Daily Blog #263: Decrypting images with a little help from Arsenal Image Mounter

: Decrypting images with a little help from Arsenal Image Mounter


Hello Reader,
       Looks like I need some more time before I finish up my work with Hal's mlocator and mlocate-time scripts, so instead of finishing that series I thought I would post about something cool that I found with a client. Hello client who is not being named directly! It was good seeing you this week.

So, let's say you have an image of a  full disk encrypted drive and you want to get a tool that doesn't support transparently decrypting the disk (something tools like FTK and Encase can do) to work with the image. Now what we are about to talk about here assumes that you have the password/recovery key/private key whatever it is you need to decrypt the disk, so don't think this is some magic backdoor mechanism for encrypted disks.

Step 1. The first thing you'll need to do is get your disk image into raw/dd format. If you have it in another format you can convert most formats to raw using FTK Imager. If this sounds confusing I'll post another blog showing how to do this. If you made a raw image then your ready to go!

Step 2. You need to decide if you want to keep a copy of the encrypted disk image, and thus have two images one encrypted and decrypted. I would recommend this for criminal cases as they have a higher burden of proof but not for civil cases.

Step 3. Take the raw image and use Arsenal Image Mounter to mount it as a physical volume. The trick here again lies in that AIM is going to get Windows to recognize the disk as a physical volume via iSCSI.

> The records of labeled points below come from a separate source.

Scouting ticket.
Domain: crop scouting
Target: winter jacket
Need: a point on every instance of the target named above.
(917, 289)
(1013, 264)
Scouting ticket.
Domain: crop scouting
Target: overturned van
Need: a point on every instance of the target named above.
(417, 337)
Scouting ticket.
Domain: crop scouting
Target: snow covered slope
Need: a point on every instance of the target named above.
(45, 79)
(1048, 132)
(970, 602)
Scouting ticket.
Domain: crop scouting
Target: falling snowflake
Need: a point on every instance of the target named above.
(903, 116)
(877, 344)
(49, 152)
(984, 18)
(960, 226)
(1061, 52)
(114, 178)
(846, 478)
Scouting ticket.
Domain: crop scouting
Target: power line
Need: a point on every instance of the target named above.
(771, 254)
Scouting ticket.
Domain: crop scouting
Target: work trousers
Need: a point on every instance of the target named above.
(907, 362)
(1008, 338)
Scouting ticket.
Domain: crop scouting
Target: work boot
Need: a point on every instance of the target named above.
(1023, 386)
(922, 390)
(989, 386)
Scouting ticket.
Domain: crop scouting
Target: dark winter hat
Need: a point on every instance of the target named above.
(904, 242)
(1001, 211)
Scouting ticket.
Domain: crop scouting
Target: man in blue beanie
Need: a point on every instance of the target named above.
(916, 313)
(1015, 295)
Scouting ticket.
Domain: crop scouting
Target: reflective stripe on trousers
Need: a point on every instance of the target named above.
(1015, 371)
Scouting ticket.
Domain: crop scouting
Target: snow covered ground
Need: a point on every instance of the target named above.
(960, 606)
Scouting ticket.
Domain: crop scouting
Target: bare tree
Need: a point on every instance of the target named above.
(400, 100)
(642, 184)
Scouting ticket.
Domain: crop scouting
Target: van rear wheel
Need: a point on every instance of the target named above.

Step 4. You will choose the option to modify the original image rather than make it read only or have an overlay file.

Step 5. Your encrypted physical disk image is now present on your computer and will interact as any other physical disk. You should now load up whatever encryption software was used to encrypt the disk in the first place and enter the passcode/recovery key to unlock the drive. For Bitlocker drives (what we tested this week) the dialog will just pop up and say Hey Buddy! This is a bitlocker drive, got the recovery key?

Step 6. Remove the drive encryption, in Bitlocker you just have to go to the control panel->bitlocker and turn off bitlocker on the mounted image.

Step 7. Wait for the decryption to finish and unmount the image.

There you go, you're done! The image you mounted has now been modified and contains a  full decrypted disk image and ready to work with any tool you have that supports raw disk images.

This method isn't perfect but it does solve some issues and if you keep a copy of the encrypted image you'll always be able to go back and either repeat the procedure or load it a tool that supports the encryption suite directly.